После ужина мать в столовой под висячей лампою раскладывает свой пасьянс. Лиза говорит:
— Знаешь, когда она так шагает, и с этою палкой… ну, точно смерть. Прямо скелет, кости гремят, и за плечами коса.
Варвара Андреевна, из‑под пенсне, поднимает на нее красивые и строгие глаза:
— Ну, какая там смерть. Просто попрошайка. Это тебе все кажется.
III
Николай Степаныч лежал за церковью на кладбище, под белым березовым крестом. Зимний ветер трепал тонкую кожицу бересты, наносил сугроб, заметал засохшие цветы и мелкой снежной пылью пел вечную песнь печали и бренности. Лиза иногда заходила к отцу. Пробиралась полузанесенной тропкою, стояла, разгребала цветы, поправляла перекладину, крестилась, и так же истово и медленно шла домой. Нечто монашеское в ней проступало.
Близ ограды парка, из‑за поворота вдруг вынырнула, как со дна морского, длинная и тощая фигура с палкой и котомкой за плечами.

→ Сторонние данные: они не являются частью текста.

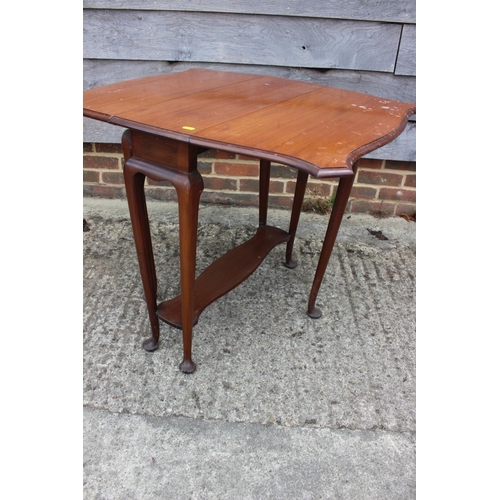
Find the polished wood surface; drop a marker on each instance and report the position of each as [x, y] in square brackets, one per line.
[320, 130]
[171, 118]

— А я, милок барыня, в Аленкино добежать, сказывают, мануфактуру привезли, по полтора аршинчика выдают… Я тут одним махом, к обеду домой…

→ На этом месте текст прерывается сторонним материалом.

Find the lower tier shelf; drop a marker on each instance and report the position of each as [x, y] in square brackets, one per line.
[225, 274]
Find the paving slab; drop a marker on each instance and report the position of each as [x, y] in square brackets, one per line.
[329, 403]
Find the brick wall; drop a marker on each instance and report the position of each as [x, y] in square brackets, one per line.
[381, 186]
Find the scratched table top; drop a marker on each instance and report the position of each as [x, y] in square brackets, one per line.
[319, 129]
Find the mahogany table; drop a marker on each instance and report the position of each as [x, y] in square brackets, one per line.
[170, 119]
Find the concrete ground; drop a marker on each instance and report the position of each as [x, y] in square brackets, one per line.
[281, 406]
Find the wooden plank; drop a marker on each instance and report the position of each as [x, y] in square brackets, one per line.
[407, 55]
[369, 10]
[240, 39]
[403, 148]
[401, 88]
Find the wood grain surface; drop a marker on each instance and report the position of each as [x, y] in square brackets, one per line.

«В Аленкино… — Лиза медленно подходила к дому. — Десять туда, десять обратно, к обеду домой…» И обычная тоскливость, тяжесть встречи легла на сердце.
Авдотья же в это время, на длинных своих ногах, точно бы на ходулях, неслась в горку за речкой, откуда виднелась и церковь, и парк, и двухэтажный «господский» дом. Если бы обернулась, увидела бы и крест Николая Степаныча, но оборачиваться ей некогда, впереди поля, белые и холодные, дальние, с резкой поземкой по насту, летящей и вьющейся ледяными струями, — как они извиваются, то вздувают сугроб вокруг елочки–вешки, то сметают с обледенелой лысины все дочиста! То шагает она по дороге почти что скользкой, то вдруг вязнет чуть не по колено — в малейшем ложочке. А времени небогато, засветло обернуться, да по дороге, в Кунееве, хлебушка раздобыться… хоть горбушку — и самой голодно, да и Мишка все ноет, и бабка…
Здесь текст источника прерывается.